All this and The Malt and Barley Revue - the hour-long musical show I've put together about whisky, Scotland and inebriation - has been a quiet success this past summer. My book Spirit of Adventure, republished, is selling well in the runup to Christmas, and is available here.

So I'm back in the whisky blogosphere. I'll be publishing some of the print-only articles from the past couple of years, and, from first principles, some tasting notes.

And news as it comes in. Robert Ransom from Glenfarclas sent me the following, and as the 105 10-year-old is one of my all-time favourites, I'm happy to say...Slainte!

Speyside, November 2008; J. & G. Grant are pleased to announce the release of Glenfarclas 105 Cask Strength Aged 40 Years, to celebrate the 40th anniversary of the first bottling of Glenfarclas 105 Cask Strength Single Highland Malt Scotch Whisky.

The first commercially available cask strength whisky of the modern age was born in 1968 when George S. Grant, the fourth generation of the Grant family to own and manage Glenfarclas, bottled a single cask straight from the warehouse, and sent the bottles to family and friends as Christmas gifts. By chance the strength of the cask George S. Grant selected was 105 British Proof, and along with the name of the distillery, this was all the information he detailed on the hand written label. By the end of January the recipients of the gifts requested further bottles, George S. Grant obliged, and Glenfarclas 105 has become a much enjoyed expression of Glenfarclas.

To celebrate the 40th anniversary of the first bottling of Glenfarclas 105; J. & G. Grant have created this special limited edition bottling of Glenfarclas 105 at 40 Years Old, and at 60% Vol.. With only a couple of casks of the right style, age, and strength available, the Glenfarclas 105 Aged 40 Years truly is a limited edition.

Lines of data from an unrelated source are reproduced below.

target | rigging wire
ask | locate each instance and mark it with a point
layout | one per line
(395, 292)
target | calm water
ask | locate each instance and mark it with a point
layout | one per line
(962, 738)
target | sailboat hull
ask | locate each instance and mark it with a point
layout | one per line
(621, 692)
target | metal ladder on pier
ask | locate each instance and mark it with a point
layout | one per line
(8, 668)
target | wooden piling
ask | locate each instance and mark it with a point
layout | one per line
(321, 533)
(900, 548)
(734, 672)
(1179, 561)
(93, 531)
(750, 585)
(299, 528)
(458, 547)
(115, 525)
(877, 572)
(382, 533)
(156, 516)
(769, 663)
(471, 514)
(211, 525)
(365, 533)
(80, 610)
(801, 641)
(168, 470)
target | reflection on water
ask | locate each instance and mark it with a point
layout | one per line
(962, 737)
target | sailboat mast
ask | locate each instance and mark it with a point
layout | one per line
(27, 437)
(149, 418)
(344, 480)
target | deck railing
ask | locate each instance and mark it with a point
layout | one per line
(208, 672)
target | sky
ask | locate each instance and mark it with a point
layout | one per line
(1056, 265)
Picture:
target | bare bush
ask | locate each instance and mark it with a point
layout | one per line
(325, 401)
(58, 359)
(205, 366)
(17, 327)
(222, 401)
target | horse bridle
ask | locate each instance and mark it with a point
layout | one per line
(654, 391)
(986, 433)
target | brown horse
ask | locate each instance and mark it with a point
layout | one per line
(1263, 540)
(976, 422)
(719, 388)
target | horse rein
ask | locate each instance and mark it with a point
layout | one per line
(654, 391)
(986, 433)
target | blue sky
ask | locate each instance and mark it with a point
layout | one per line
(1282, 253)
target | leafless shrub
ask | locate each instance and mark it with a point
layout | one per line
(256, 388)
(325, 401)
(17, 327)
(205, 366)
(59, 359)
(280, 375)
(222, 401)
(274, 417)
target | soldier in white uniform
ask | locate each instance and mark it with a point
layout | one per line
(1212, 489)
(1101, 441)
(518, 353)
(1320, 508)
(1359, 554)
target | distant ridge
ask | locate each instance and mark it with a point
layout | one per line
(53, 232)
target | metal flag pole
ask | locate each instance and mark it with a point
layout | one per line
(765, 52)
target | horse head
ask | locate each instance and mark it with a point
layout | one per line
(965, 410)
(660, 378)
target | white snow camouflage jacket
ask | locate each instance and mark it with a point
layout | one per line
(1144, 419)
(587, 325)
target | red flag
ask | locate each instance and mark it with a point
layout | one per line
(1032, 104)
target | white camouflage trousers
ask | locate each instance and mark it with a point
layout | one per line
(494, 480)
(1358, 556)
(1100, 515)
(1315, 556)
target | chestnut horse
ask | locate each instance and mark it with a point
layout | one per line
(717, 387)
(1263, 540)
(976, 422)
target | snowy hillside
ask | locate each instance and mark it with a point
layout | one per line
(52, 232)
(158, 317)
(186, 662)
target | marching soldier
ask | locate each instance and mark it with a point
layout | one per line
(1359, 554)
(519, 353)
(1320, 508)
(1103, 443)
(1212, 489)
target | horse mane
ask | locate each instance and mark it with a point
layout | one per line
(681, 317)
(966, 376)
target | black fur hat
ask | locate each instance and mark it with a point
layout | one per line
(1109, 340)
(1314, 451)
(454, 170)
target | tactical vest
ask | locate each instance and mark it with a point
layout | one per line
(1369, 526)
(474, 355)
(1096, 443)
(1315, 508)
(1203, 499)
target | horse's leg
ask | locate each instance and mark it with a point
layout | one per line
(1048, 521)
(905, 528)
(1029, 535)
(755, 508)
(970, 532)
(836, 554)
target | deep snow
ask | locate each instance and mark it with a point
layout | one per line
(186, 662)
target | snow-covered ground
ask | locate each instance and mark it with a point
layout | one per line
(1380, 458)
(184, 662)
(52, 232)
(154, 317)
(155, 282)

There are only 893 bottles available.

George S. Grant’s grandson, also George S. Grant, the company’s Brand Ambassador,

commented, ‘Dark and mysterious in colour, with hints of toffee and sherry, a sip reveals a powerful, yet smooth and elegant whisky. It has taken three generations of my family to create this extraordinary dram.’

Glenfarclas 105 Aged 40 Years has been well received, scoring 96 out of 100 in Jim Murray’s 2009 Whisky Bible. This limited edition is available from specialist whisky retailers in the UK, Europe and Asia, and retails for £550.00 at the Glenfarclas Distillery Visitor centre.